The parties will also need a holiday exchange schedule which, just like it sounds, lays out which parent has custody of the children for holidays. I find that clients seem to struggle with the idea of what the holiday schedule should look like, so I attached a generic schedule that provides a good starting point, which we can then tailor to their needs: Example Visitation/Exchange Schedule and Holiday Plan
To recap, when it comes to custody and visitation of the children:
- You and your spouse must agree on which party will be residential parent (the address for the child's mailing and school purposes).
- The parties must agree to a set visitation schedule. In other words, you'll need to figure out who gets the kids, when.
- In addition to the regular weekday/weekend visitation schedule, the parties must agree to a holiday schedule as well as to terms regarding each party's vacation time with the children.
In order for your divorce to be uncontested, you and your spouse must have an agreement as to the support of the minor children. The parties can have an alternative agreement that does not call for child support being paid to either party by either party, but the arrangement must be in the best interests of the children. Aside from traditional monthly child support, the parties may also elect to divide other expenses outside of that child support amount. For example, the parties may agree that Mother will pay to Father a monthly child support sum of $200. These parties may also agree that they will split the cost of the child's orthodontic care, child's college education, and rugby equipment.
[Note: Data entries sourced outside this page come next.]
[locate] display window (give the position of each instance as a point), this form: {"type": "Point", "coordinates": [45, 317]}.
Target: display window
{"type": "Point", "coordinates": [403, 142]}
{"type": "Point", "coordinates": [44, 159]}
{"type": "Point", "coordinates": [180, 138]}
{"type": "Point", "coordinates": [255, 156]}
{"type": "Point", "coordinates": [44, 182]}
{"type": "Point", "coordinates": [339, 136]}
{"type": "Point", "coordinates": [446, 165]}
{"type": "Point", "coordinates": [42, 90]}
Other considerations that will need to be addressed and agreed upon include who will be paying for and covering the children for health and dental insurance, if applicable, which parent will claim the children as dependents for tax purposes (you can also alternate year-to-year), and how day care expenses will be divided, to name a few.
To recap, when it comes to child support obligations:
- The parties must have an agreement as to whether one party will be paying child support to the other.
- If child support is being paid, the parties must agree to the amount of child support (whether that be an amount the parties formulated, or the Missouri Form 14 child support calculator amount).
- If child support is being paid, there must be an agreement as to how child support will be paid from one party to the other (e.g., direct payment, wage withholding, payment through Family Support Division).
- The parties must agree which parent will cover the children on their health insurance.
- The parties must agree on what, if any, other expenses will be split outside of the child support obligation.
- The parties must have an agreement regarding claiming the children as dependents for tax purposes.
- There must be an agreement as to whether educational expenses, including costs associated with attending college, will be included in the parenting plan. If so, the parties must agree on how those expenses will be split between the parents.
The Divorce Attorney
You need to be comfortable with the level of involvement from your uncontested divorce lawyer. Your attorney for an uncontested divorce will not be resolving arguments you and your spouse get into about who should get what car. Your lawyer will not be searching for hidden accounts or subpoenaing records from banks and employers. The information you provide me about your case, including the details of your property, debt, income, etc, will be the only information that I use when drafting your divorce pleadings. There is absolutely no discovery done by your attorney in an uncontested divorce case. If your spouse has a history of hiding cash in bank accounts in the Caymans, an uncontested divorce may not be for you.